Portanto, não é razoável, sob qualquer ponto de vista, imaginar que um conceito que poderia ser utilizado pontualmente ou em combinação com história dos espaços locais, possa ser enfatizados em bairros como Rio Vermelho e Itapuã, exemplos inequívocos de um modelo de convivência urbana e cultual muito particulares. Perguntamos, para ilustrar, qual a agregação de valor urbanístico, paisagístico ou de qualquer ordem, para a cultura e vivência local, o falso mirante de ferro e concreto feito na praia da sereia de Itapuã e as horrorosas barracas de Placafor e Piatã? Ou, ainda mais grave, qual a verdadeira razão de se alterar toda o conceito das barracas do histórico mercado do peixe do Rio Vermelho?

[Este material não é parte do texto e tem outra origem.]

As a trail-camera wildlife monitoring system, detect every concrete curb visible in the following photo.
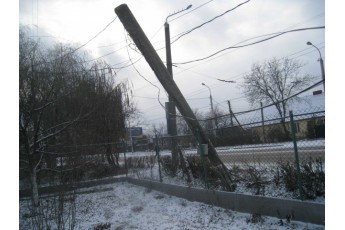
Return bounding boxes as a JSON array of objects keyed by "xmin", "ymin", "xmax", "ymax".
[
  {"xmin": 127, "ymin": 178, "xmax": 325, "ymax": 225},
  {"xmin": 19, "ymin": 177, "xmax": 325, "ymax": 225}
]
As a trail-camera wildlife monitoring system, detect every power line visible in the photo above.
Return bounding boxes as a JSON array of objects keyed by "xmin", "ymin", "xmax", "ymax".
[
  {"xmin": 173, "ymin": 26, "xmax": 325, "ymax": 65},
  {"xmin": 171, "ymin": 0, "xmax": 251, "ymax": 44},
  {"xmin": 170, "ymin": 0, "xmax": 214, "ymax": 22},
  {"xmin": 34, "ymin": 16, "xmax": 117, "ymax": 66}
]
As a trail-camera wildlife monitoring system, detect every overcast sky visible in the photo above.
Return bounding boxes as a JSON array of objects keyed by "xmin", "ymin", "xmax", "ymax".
[{"xmin": 19, "ymin": 0, "xmax": 327, "ymax": 132}]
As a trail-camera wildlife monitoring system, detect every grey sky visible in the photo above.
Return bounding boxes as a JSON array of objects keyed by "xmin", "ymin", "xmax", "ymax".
[{"xmin": 19, "ymin": 0, "xmax": 327, "ymax": 129}]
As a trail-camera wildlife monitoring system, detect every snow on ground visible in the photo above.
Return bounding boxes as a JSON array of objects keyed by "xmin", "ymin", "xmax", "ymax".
[{"xmin": 20, "ymin": 182, "xmax": 325, "ymax": 230}]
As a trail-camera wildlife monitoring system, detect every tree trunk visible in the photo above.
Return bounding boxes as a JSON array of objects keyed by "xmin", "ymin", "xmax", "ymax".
[{"xmin": 30, "ymin": 168, "xmax": 39, "ymax": 208}]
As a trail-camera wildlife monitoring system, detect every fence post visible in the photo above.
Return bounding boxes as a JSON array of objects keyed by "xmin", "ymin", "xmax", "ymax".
[
  {"xmin": 122, "ymin": 140, "xmax": 128, "ymax": 177},
  {"xmin": 155, "ymin": 135, "xmax": 163, "ymax": 182},
  {"xmin": 260, "ymin": 101, "xmax": 266, "ymax": 143},
  {"xmin": 289, "ymin": 110, "xmax": 303, "ymax": 200},
  {"xmin": 199, "ymin": 144, "xmax": 209, "ymax": 189}
]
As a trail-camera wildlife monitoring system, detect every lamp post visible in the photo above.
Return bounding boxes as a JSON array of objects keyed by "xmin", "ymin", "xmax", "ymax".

Não existe uma explicação plausível para os moradores, frequentadores e “turistas” que vivem nesses, e desses, locais. A impressão que nos passa é de que além de uma total falta de conhecimento sobre o ethos desses lugares, concorrem outros interesses que tem motivado todas essas transformações, por parte de seus propositores e respectivos homologadores. O caso das barracas de vidro é extremamente emblemático: são feias, disfuncionais e não resguardam nenhuma relação com algo que sugira, sequer, fazer parte da paisagem real e imaginária de cidade de Salvador.

São verdadeiras representações de invertebrados gasosos cuja única função deva ser a melhor visualização das marcas de cerveja, para os quais, o espaço público da cidade está sendo vendido de forma cínica e a revelia de seus cidadãos, especialmente, nas festas populares. Infelizmente, a responsabilidade por tudo isso não é apenas dos “cerebroszinhos” do nível municipal de governo. Em igual ou maior grau de responsabilidade, estão os fidalgos e fidalgas gestores dos outros níveis de governo, bem como os opositores do prefeito no município que, tendo sob seus domínios responsabilidades concorrentes sobre essas transformações urbanas, são omissos ou permanecem equivocados na abordagem dessa problemática para a cidade.